Compound 8:3,3 ’ dimethoxy Rou Hua Suan 4 ’ O β D xylopyranoside C 21h 18o 12[M H ]: 461.3
1H‐NMR(DMSO‐d 6,300MHz)δ:7.55(1H),7.76(1H),4.05(3H),4.08(3H,),5.17(1H)
13C‐NMR(DMSO‐d 6,75MHz)δ:111.2,140.9,140.2,151.2,111.5,111.7,158.3,114.2,141.6,141.9,152.7,111.9,112.7,158.4,61.0,61.6,101.8,72.9,76.0,69.2,65.7.
Compound 93,3 ’ dimethoxy Rou Hua Suan 4 ’ O β D pyranglucoside C 22h 20o 13[M H ]: 491.1
1H‐NMR(DMSO‐d 6,300MHz)δ:8.12(1H),8.54(1H),4.26(3H).
13C‐NMR(DMSO‐d 6,75MHz)δ:111.8,141.9,141.4,152.6,112.9,113.1,159.1,142.4,154.4,113.2,159.2,61.4,61.9,103.5,74.9,79.2,71.1,78.6,62.4.
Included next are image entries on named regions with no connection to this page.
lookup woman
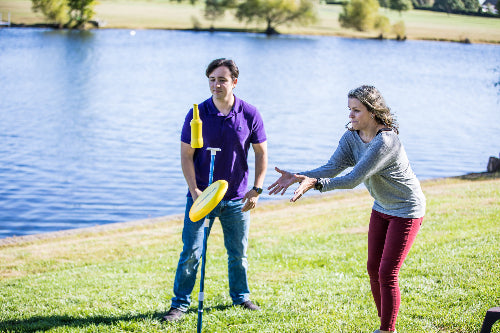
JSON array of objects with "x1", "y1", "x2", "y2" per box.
[{"x1": 268, "y1": 86, "x2": 425, "y2": 333}]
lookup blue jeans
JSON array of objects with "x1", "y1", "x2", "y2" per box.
[{"x1": 172, "y1": 197, "x2": 250, "y2": 311}]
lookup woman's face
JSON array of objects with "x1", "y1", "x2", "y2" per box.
[
  {"x1": 208, "y1": 66, "x2": 238, "y2": 100},
  {"x1": 347, "y1": 98, "x2": 377, "y2": 131}
]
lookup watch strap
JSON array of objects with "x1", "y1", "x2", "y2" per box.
[{"x1": 252, "y1": 186, "x2": 262, "y2": 194}]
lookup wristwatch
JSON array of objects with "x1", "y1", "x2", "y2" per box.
[
  {"x1": 314, "y1": 178, "x2": 323, "y2": 192},
  {"x1": 252, "y1": 186, "x2": 262, "y2": 194}
]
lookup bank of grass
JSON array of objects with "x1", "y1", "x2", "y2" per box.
[
  {"x1": 0, "y1": 0, "x2": 500, "y2": 43},
  {"x1": 0, "y1": 174, "x2": 500, "y2": 333}
]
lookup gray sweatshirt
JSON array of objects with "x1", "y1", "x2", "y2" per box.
[{"x1": 300, "y1": 131, "x2": 425, "y2": 218}]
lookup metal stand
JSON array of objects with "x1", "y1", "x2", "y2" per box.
[{"x1": 197, "y1": 147, "x2": 220, "y2": 333}]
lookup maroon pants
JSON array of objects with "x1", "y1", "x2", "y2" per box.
[{"x1": 367, "y1": 210, "x2": 423, "y2": 331}]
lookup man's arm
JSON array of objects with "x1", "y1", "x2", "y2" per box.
[{"x1": 241, "y1": 141, "x2": 267, "y2": 212}]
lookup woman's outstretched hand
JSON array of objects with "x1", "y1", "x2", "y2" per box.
[
  {"x1": 267, "y1": 167, "x2": 316, "y2": 202},
  {"x1": 267, "y1": 167, "x2": 300, "y2": 195}
]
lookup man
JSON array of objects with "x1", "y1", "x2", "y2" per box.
[{"x1": 163, "y1": 59, "x2": 267, "y2": 321}]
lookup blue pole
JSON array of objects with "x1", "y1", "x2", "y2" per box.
[{"x1": 197, "y1": 148, "x2": 220, "y2": 333}]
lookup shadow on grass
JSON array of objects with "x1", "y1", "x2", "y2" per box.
[
  {"x1": 0, "y1": 305, "x2": 236, "y2": 333},
  {"x1": 452, "y1": 171, "x2": 500, "y2": 180}
]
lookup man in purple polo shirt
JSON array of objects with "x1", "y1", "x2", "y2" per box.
[{"x1": 163, "y1": 59, "x2": 267, "y2": 321}]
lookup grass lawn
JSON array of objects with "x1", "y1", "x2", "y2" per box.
[
  {"x1": 0, "y1": 0, "x2": 500, "y2": 43},
  {"x1": 0, "y1": 173, "x2": 500, "y2": 333}
]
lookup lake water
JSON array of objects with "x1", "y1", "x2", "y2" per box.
[{"x1": 0, "y1": 28, "x2": 500, "y2": 238}]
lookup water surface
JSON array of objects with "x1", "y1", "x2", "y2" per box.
[{"x1": 0, "y1": 28, "x2": 500, "y2": 238}]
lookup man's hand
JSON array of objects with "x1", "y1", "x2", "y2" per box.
[
  {"x1": 189, "y1": 188, "x2": 203, "y2": 202},
  {"x1": 267, "y1": 167, "x2": 306, "y2": 195},
  {"x1": 241, "y1": 189, "x2": 259, "y2": 212}
]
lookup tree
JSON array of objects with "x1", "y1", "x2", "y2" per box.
[
  {"x1": 375, "y1": 15, "x2": 391, "y2": 38},
  {"x1": 339, "y1": 0, "x2": 380, "y2": 31},
  {"x1": 389, "y1": 0, "x2": 412, "y2": 15},
  {"x1": 67, "y1": 0, "x2": 96, "y2": 29},
  {"x1": 31, "y1": 0, "x2": 68, "y2": 28},
  {"x1": 462, "y1": 0, "x2": 480, "y2": 13},
  {"x1": 236, "y1": 0, "x2": 317, "y2": 35},
  {"x1": 205, "y1": 0, "x2": 235, "y2": 28},
  {"x1": 432, "y1": 0, "x2": 465, "y2": 13}
]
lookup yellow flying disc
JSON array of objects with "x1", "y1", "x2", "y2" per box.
[{"x1": 189, "y1": 179, "x2": 228, "y2": 222}]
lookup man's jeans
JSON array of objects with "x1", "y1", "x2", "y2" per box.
[{"x1": 172, "y1": 197, "x2": 250, "y2": 311}]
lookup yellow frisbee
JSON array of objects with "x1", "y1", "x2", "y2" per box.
[{"x1": 189, "y1": 179, "x2": 228, "y2": 222}]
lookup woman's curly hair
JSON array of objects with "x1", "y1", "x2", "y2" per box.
[{"x1": 347, "y1": 85, "x2": 399, "y2": 133}]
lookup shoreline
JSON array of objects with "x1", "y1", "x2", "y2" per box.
[
  {"x1": 0, "y1": 171, "x2": 500, "y2": 247},
  {"x1": 6, "y1": 23, "x2": 500, "y2": 45}
]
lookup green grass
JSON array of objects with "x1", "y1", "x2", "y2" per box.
[
  {"x1": 0, "y1": 0, "x2": 500, "y2": 43},
  {"x1": 0, "y1": 174, "x2": 500, "y2": 333}
]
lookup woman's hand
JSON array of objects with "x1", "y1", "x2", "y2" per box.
[
  {"x1": 267, "y1": 167, "x2": 307, "y2": 195},
  {"x1": 290, "y1": 176, "x2": 317, "y2": 202},
  {"x1": 190, "y1": 188, "x2": 203, "y2": 202}
]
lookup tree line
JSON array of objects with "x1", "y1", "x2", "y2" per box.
[{"x1": 31, "y1": 0, "x2": 500, "y2": 33}]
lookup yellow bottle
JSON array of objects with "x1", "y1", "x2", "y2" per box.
[{"x1": 190, "y1": 104, "x2": 203, "y2": 148}]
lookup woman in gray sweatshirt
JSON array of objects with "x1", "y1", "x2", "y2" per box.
[{"x1": 268, "y1": 86, "x2": 425, "y2": 333}]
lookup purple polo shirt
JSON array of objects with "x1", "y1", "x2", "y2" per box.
[{"x1": 181, "y1": 96, "x2": 266, "y2": 200}]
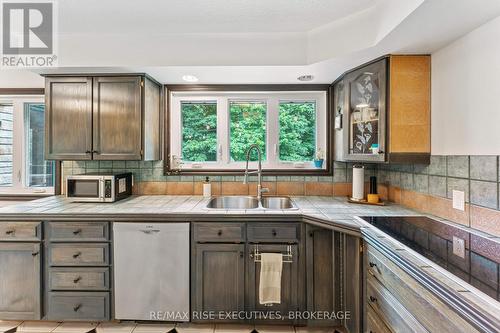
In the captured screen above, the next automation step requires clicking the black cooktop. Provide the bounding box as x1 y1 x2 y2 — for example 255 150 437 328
361 216 500 300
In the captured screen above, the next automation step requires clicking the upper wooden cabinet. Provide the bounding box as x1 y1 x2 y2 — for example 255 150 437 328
45 75 161 160
332 55 431 163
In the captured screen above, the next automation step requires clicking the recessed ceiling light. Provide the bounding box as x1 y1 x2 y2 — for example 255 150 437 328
182 75 198 82
297 75 314 82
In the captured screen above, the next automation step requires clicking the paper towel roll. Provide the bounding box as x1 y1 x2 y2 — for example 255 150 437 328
352 165 365 200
Embodiment 4: ellagic acid compounds is to the In-vitro Inhibitory Effect of xanthine oxidase
For evaluating test-compound to the impact of xanthine oxidase, with 100% Febustat for positive controls, ellagic acid, ellagic acid compounds 1 9 to investigate for sample sets.
The external impact on xanthine oxidase of this experimentation, concrete grammar is as follows:
Solution preparation:
Phosphate buffered solution: the K taking 19.48g 2hPO 4.3H 2the KH of O and 1.99g 2pO 4be dissolved in 500mL distilled water, be made into the phosphate buffered solution (pH=7.5) that concentration is 0.2mmol/L;
Xanthine substrate solution: take xanthine 15.2mg, is dissolved in 250mL distilled water, is made into the xanthine substrate solution that concentration is 0.4mmol/L;
Xanthine oxidase solution: get xanthine oxidase 5U, is diluted to 160mL by above-mentioned phosphate buffered solution, is made into the xanthine oxidase solution that concentration is 80U/L, 4 DEG C of preservations;
Sample and positive control solution: precision takes sample sets, Febustat (as positive control), respectively with dimethyl sulfoxine dissolving, distilled water diluting, be made into concentration be 0.01 μm of ol/L the solution of variable concentrations of 2 μm of ol/L carry out testing that (wherein the ultimate density of dimethyl sulfoxine is less than 1%, when sample sets concentration does not reach required inhibition, concentration doubles to reconfigure).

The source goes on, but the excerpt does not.